Am 6. November 1942 wurden Ludwig Hirschfeld und seine Ehefrau Ella Grimm und ihre beiden Kinder Eva und Herbert nach Auschwitz deportiert und dort ermordet.
Wien
VON LUDWIG HIRSCHFELD
Mit Originalzeichnungen
von Adalbert Sipos und
Leopold Gedö
und einem Nachwort von
Martin Amanshauser
MEINER GELIEBTEN GATTIN,
FRAU ELLY HIRSCHFELD,
DIE FÜR DIESES BUCH AUFOPFERNDE EINKÄUFE
GEMACHT UND GETANZT HAT.
INHALT
Iss gut und bleib schlank – wenn du kannst
Eigentümlichkeiten, an die man sich gewöhnen muss
Kleinstadtkorso in der Großstadt
Vom Burgtheater zur Nacktrevue
Von den Philharmonikern zum Heurigen
Die große Hetz für die kleinen Leute
Sie woll’n das Fräul’n Helen’ baden seh’n?
Nachwort von Martin Amanshauser
DAS BUCH VON WIEN
Epilog am Anfang
Nichts ist schwerer als ein intimes Buch über eine Stadt zu schreiben, die man ganz intim kennt, weil man hier geboren und aufgewachsen ist. Von selbst hätte ich dieses Buch über Wien bestimmt nie geschrieben. Aber da erschien im vergangenen Herbst der Dr. Freund vom Piper-Verlag in Wien und überfiel mich ahnungslosen Skizzenschreiber mit der Frage: »Wollen Sie ein Buch über Wien schreiben?« Dazu kam noch, dass er mir einen Vorschuss an die Brust setzte und dass meine Frau dringend einen Pelzmantel benötigte, um jene Blößen zu decken, die zu den wichtigsten Bestandteilen eines modernen Abendkleids gehören. Aus allen diesen Gründen lief ich nicht gleich davon, sondern hörte dem Dr. Freund zu, als er mir seine reizende Idee entwickelte: eine Serie von Büchern über die Hauptstädte Europas. Leitmotiv: Was nicht im Baedeker steht.
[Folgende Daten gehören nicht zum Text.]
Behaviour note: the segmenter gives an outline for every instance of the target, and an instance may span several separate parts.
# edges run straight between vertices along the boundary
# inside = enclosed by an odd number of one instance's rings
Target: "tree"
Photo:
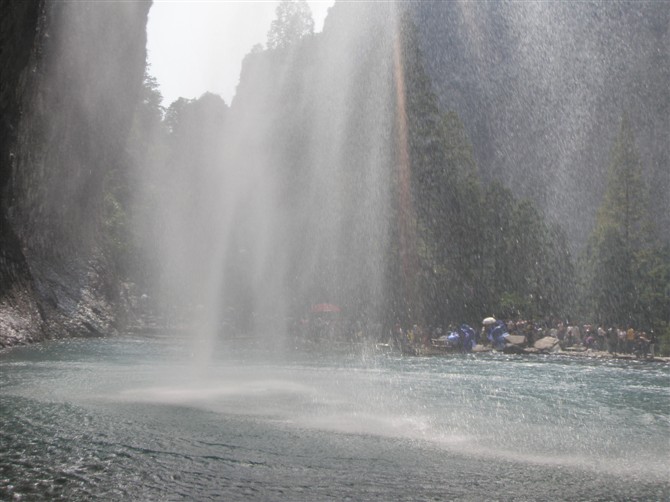
[[[163,97],[158,81],[148,70],[147,66],[128,134],[125,163],[106,171],[103,198],[106,253],[119,276],[140,283],[148,282],[144,273],[147,263],[142,261],[148,255],[142,251],[145,241],[137,235],[137,220],[140,214],[146,214],[150,202],[137,197],[136,190],[146,186],[147,165],[160,158],[165,133]]]
[[[600,227],[614,227],[626,241],[648,237],[647,190],[642,177],[640,156],[627,116],[614,148],[607,178],[607,190],[598,211]]]
[[[424,208],[422,228],[431,243],[439,271],[433,309],[449,310],[455,319],[475,319],[482,309],[482,189],[472,146],[455,112],[442,116],[438,127],[440,164],[419,194]]]
[[[630,121],[624,116],[587,250],[589,282],[585,289],[600,322],[644,322],[641,290],[646,289],[650,277],[643,272],[641,259],[654,247],[646,208],[642,167]],[[646,258],[646,262],[650,260]]]
[[[312,10],[305,0],[282,0],[268,31],[268,49],[285,49],[314,33]]]
[[[407,16],[401,34],[423,320],[565,313],[574,272],[565,236],[501,183],[482,187],[458,114],[439,111]]]

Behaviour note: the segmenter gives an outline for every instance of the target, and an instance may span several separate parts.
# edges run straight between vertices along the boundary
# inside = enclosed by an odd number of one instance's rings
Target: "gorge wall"
[[[627,115],[649,212],[670,240],[670,8],[664,2],[414,2],[426,68],[486,180],[581,249]]]
[[[117,327],[103,204],[127,163],[150,6],[0,1],[0,348]]]

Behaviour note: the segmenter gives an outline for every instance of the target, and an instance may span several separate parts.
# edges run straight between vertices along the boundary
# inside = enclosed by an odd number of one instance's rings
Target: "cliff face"
[[[285,319],[333,302],[352,316],[380,315],[394,165],[393,13],[391,4],[337,3],[322,33],[242,65],[227,165],[259,181],[223,199],[244,218],[233,240],[254,255],[230,257],[231,272],[248,266],[243,276],[262,278],[241,281],[248,304],[256,302],[249,311]]]
[[[0,0],[0,347],[115,329],[102,203],[127,162],[150,5]]]
[[[670,236],[670,8],[663,2],[416,2],[426,68],[485,179],[561,221],[580,247],[622,115]]]

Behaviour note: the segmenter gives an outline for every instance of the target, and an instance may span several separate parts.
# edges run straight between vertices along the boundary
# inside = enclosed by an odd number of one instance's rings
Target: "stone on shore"
[[[509,335],[505,340],[508,345],[516,345],[518,347],[526,345],[526,337],[523,335]]]
[[[560,346],[558,345],[558,338],[554,338],[553,336],[545,336],[544,338],[540,338],[535,342],[533,347],[544,352],[556,352],[560,350]]]

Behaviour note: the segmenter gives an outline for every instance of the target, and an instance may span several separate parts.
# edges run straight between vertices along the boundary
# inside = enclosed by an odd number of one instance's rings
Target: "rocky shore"
[[[422,347],[417,350],[417,355],[421,356],[440,356],[445,354],[453,354],[457,352],[451,349],[436,348],[436,347]],[[472,352],[475,354],[482,354],[487,352],[494,352],[493,347],[486,345],[476,345]],[[552,355],[557,357],[578,357],[590,359],[612,359],[622,361],[644,361],[655,363],[670,364],[670,357],[651,356],[641,357],[636,354],[626,353],[612,353],[604,350],[593,350],[586,347],[561,347],[558,338],[553,336],[545,336],[535,341],[532,347],[526,344],[526,337],[520,335],[510,335],[507,338],[507,345],[502,350],[505,354],[528,354],[528,355]]]

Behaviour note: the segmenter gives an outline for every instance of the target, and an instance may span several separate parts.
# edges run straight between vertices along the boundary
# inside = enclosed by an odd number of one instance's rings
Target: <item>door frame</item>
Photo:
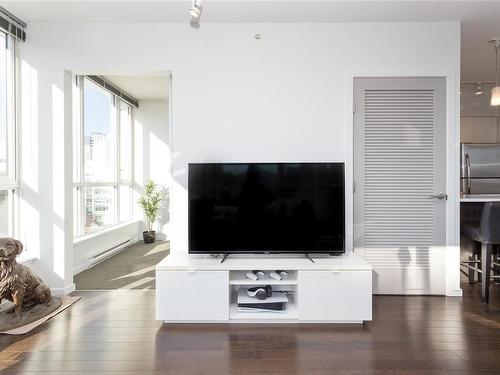
[[[355,78],[444,78],[446,81],[446,296],[462,296],[460,288],[460,74],[457,70],[349,71],[345,74],[345,197],[346,252],[354,252],[354,79]]]

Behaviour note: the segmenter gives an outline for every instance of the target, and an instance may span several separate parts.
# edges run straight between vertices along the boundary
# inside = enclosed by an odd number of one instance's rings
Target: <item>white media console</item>
[[[372,266],[350,254],[231,255],[223,263],[209,255],[172,253],[156,266],[156,319],[165,323],[362,323],[372,319]],[[263,270],[252,281],[246,272]],[[273,280],[270,271],[286,270]],[[272,285],[290,291],[283,312],[238,311],[239,287]]]

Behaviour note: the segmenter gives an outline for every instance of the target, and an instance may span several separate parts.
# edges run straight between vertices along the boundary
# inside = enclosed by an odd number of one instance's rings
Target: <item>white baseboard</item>
[[[455,289],[446,292],[446,297],[462,297],[462,296],[463,296],[462,289]]]
[[[130,246],[132,246],[134,244],[135,244],[135,240],[130,239],[130,240],[127,240],[123,243],[120,243],[120,244],[118,244],[118,245],[116,245],[108,250],[105,250],[105,251],[101,252],[100,254],[89,257],[88,258],[88,268],[92,268],[94,266],[97,266],[99,263],[104,262],[104,261],[108,260],[109,258],[111,258],[115,255],[118,255],[122,251],[127,250],[128,248],[130,248]]]
[[[74,292],[75,290],[76,290],[75,283],[71,283],[70,285],[68,285],[64,288],[64,294],[70,294],[71,292]]]
[[[65,296],[67,294],[70,294],[71,292],[74,292],[75,289],[76,285],[75,283],[72,283],[70,285],[65,286],[64,288],[50,288],[50,291],[55,296]]]

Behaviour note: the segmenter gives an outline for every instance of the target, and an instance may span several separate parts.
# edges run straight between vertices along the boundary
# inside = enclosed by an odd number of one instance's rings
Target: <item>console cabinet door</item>
[[[372,319],[371,271],[299,271],[300,320]]]
[[[229,319],[228,271],[157,271],[156,319]]]

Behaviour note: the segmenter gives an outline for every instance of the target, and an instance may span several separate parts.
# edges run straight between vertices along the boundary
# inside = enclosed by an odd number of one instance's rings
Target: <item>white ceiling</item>
[[[203,22],[397,22],[493,18],[499,1],[202,0]],[[187,22],[186,0],[0,1],[30,22]]]
[[[141,100],[167,100],[169,93],[169,77],[157,75],[105,75],[127,94]]]
[[[0,6],[28,23],[187,23],[190,4],[184,0],[0,1]],[[201,18],[202,23],[410,21],[462,21],[462,79],[494,79],[494,52],[487,41],[500,37],[500,1],[205,0]]]

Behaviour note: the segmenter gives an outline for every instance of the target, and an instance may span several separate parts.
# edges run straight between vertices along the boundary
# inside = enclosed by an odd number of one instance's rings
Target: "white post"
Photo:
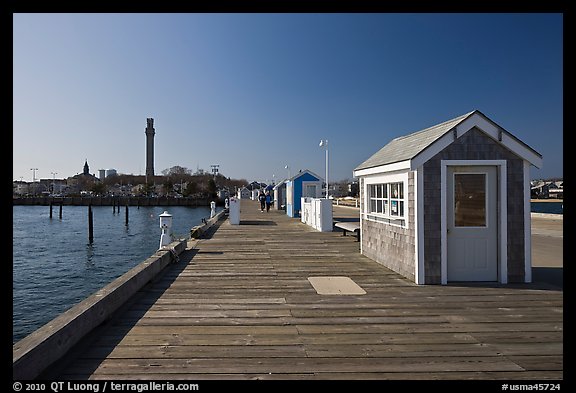
[[[320,140],[320,147],[324,147],[326,149],[326,199],[328,199],[328,139],[321,139]]]
[[[216,202],[210,202],[210,218],[216,215]]]
[[[172,243],[172,215],[167,211],[160,214],[160,228],[162,229],[162,236],[160,236],[160,248]]]
[[[328,139],[326,139],[326,199],[328,199]]]

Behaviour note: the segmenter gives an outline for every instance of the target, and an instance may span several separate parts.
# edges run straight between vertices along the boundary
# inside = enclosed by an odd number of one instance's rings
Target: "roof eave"
[[[367,168],[356,168],[354,169],[353,175],[355,177],[362,177],[362,176],[375,175],[377,173],[383,173],[383,172],[406,171],[410,169],[411,161],[412,160],[404,160],[384,165],[376,165]]]
[[[482,112],[474,111],[472,115],[466,117],[466,119],[458,123],[454,128],[444,133],[444,135],[420,151],[413,158],[410,168],[414,170],[420,167],[433,156],[448,147],[448,145],[457,138],[460,138],[474,127],[478,128],[495,141],[498,141],[502,146],[516,154],[518,157],[528,161],[536,168],[542,167],[542,155],[540,155],[540,153],[520,141],[498,124],[494,123],[482,114]]]

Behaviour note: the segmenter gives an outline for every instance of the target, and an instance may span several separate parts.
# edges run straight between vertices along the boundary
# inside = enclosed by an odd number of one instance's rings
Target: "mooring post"
[[[52,201],[50,201],[50,219],[52,219]]]
[[[126,202],[126,226],[128,226],[128,202]]]
[[[94,221],[92,219],[92,204],[88,205],[88,242],[94,242]]]
[[[160,229],[162,229],[160,236],[160,248],[162,248],[172,242],[172,214],[166,210],[160,214]]]
[[[60,213],[58,215],[58,218],[62,219],[62,205],[64,202],[60,202]]]

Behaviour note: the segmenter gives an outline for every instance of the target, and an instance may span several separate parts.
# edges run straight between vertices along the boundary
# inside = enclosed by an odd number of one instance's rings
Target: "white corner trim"
[[[500,184],[498,185],[500,194],[498,196],[500,206],[500,258],[498,258],[498,266],[500,267],[500,283],[508,284],[508,190],[506,187],[508,184],[508,168],[506,160],[501,160],[500,162],[497,175],[498,179],[500,179]]]
[[[366,212],[366,190],[364,190],[364,179],[358,179],[358,192],[360,193],[360,254],[364,255],[364,219]]]
[[[425,284],[424,272],[424,167],[414,172],[414,277],[416,284]]]
[[[532,216],[530,206],[530,163],[524,161],[524,282],[532,282]]]
[[[447,215],[446,215],[446,167],[448,163],[440,161],[440,283],[448,284],[448,238],[446,236]]]

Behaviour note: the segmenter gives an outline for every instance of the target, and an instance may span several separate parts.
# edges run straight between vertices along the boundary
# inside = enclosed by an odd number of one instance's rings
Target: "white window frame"
[[[402,183],[403,198],[392,198],[391,187],[392,183]],[[387,197],[382,198],[388,201],[386,205],[386,213],[372,213],[371,209],[371,194],[370,188],[373,185],[383,185],[387,187]],[[374,222],[385,222],[391,225],[401,226],[403,228],[408,227],[408,172],[404,173],[393,173],[393,174],[379,174],[367,176],[364,181],[364,211],[362,211],[362,216],[364,219]],[[391,200],[401,200],[404,204],[404,211],[402,216],[394,216],[390,214]]]

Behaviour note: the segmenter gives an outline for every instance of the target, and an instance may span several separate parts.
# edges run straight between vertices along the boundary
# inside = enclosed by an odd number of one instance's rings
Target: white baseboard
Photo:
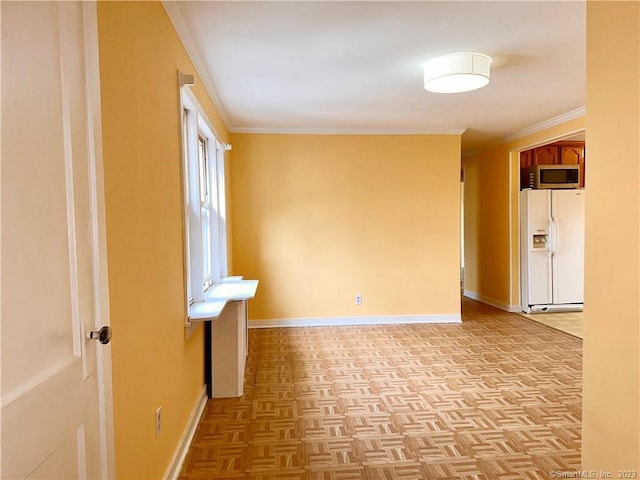
[[[336,327],[346,325],[401,325],[405,323],[461,323],[459,313],[434,315],[376,315],[371,317],[312,317],[249,320],[249,328]]]
[[[173,453],[173,457],[171,458],[171,462],[169,463],[169,468],[164,474],[165,480],[176,480],[180,475],[180,470],[182,470],[182,464],[184,463],[184,459],[187,456],[187,452],[189,451],[189,447],[191,446],[191,442],[193,441],[193,436],[196,433],[196,429],[198,428],[198,423],[200,422],[200,417],[202,416],[202,412],[204,412],[204,407],[207,404],[207,386],[202,387],[202,391],[200,392],[200,396],[196,401],[196,404],[193,406],[193,410],[191,411],[191,415],[189,416],[189,422],[187,426],[182,432],[182,437],[180,437],[180,441],[178,442],[178,448]]]
[[[495,298],[485,297],[484,295],[480,295],[476,292],[470,292],[469,290],[464,291],[464,296],[472,298],[474,300],[478,300],[482,303],[486,303],[487,305],[497,307],[500,310],[506,310],[507,312],[515,313],[522,311],[522,307],[520,305],[509,305],[508,303],[501,302],[500,300],[496,300]]]

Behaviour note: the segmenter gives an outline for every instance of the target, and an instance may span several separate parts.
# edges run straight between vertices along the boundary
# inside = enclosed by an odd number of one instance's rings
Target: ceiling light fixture
[[[468,92],[489,83],[491,58],[481,53],[452,53],[422,66],[424,88],[434,93]]]

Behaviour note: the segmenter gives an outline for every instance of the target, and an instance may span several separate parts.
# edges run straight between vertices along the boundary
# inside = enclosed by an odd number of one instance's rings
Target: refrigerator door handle
[[[554,257],[555,254],[557,253],[557,239],[558,236],[556,235],[556,228],[557,228],[557,223],[555,221],[555,219],[553,217],[549,217],[549,253],[551,254],[551,257]]]

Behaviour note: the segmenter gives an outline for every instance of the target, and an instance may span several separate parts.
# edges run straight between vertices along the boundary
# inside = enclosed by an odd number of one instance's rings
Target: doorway
[[[515,173],[511,176],[511,201],[514,205],[514,208],[511,209],[511,303],[518,305],[523,303],[522,299],[525,297],[523,289],[527,288],[527,279],[524,278],[526,274],[522,268],[522,261],[524,255],[528,254],[526,249],[521,248],[522,242],[526,240],[522,238],[520,229],[520,220],[523,218],[521,209],[524,208],[520,198],[520,174],[525,168],[533,165],[579,165],[580,187],[584,188],[586,185],[585,132],[576,132],[511,152],[511,169],[512,172]],[[582,226],[582,230],[584,231],[584,225]],[[583,278],[581,280],[583,280]],[[530,292],[530,290],[528,292]],[[524,310],[524,308],[525,307],[522,307],[519,310]],[[582,312],[576,312],[575,309],[562,313],[526,314],[522,311],[519,313],[531,320],[565,331],[574,336],[582,336],[583,315]]]

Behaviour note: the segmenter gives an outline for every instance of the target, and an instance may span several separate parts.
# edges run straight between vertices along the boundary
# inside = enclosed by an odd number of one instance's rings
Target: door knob
[[[106,345],[111,341],[111,327],[104,326],[100,330],[87,333],[88,340],[98,340],[101,344]]]

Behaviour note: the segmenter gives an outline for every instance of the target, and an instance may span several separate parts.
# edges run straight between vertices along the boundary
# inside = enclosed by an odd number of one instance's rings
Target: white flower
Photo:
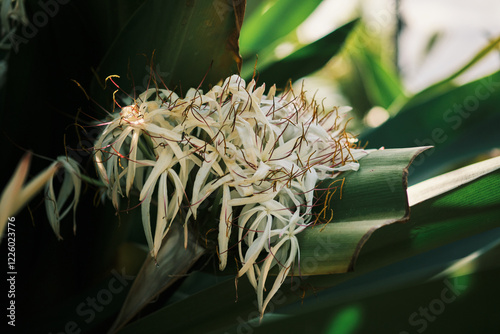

Und ich sollte das Buch über Wien schreiben, was doch für mich, den konzessionierten und langjährigen Beobachter und Schilderer der Wiener Dinge und Menschen ein Leichtes sein müsse, direkt eine Spielerei und ein Vergnügen …
Na ja … aber es ließ sich nicht viel dagegen einwenden und ich sagte zu, das Buch in zwei, drei Monaten zu schreiben: 16 Bogen oder 256 Druckseiten. Diese Ziffern legten sich mir schwer aufs Gemüt. Um Gottes willen, wie soll ich 256 Seiten lang fortwährend über Wien … Aber dann tröstete ich mich rasch: Wozu schreibst du seit 20 Jahren über Wien? Nichts Wienerisches ist dir fremd, über alles hast du schon irgendwie und irgendwann geschrieben, namentlich am Sonntag in der Neuen Freien Presse. Und da du zwar Berufsschriftsteller, aber ein sehr ordentlicher Mensch bist, hast du doch alle diese Sachen aufgehoben und schön nach Jahren geordnet. Nun wirst du sie also wieder hervorholen, durchlesen, zusammenstellen, ein bisschen was dazu, ein bisschen weg und das Buch über Wien ist fertig …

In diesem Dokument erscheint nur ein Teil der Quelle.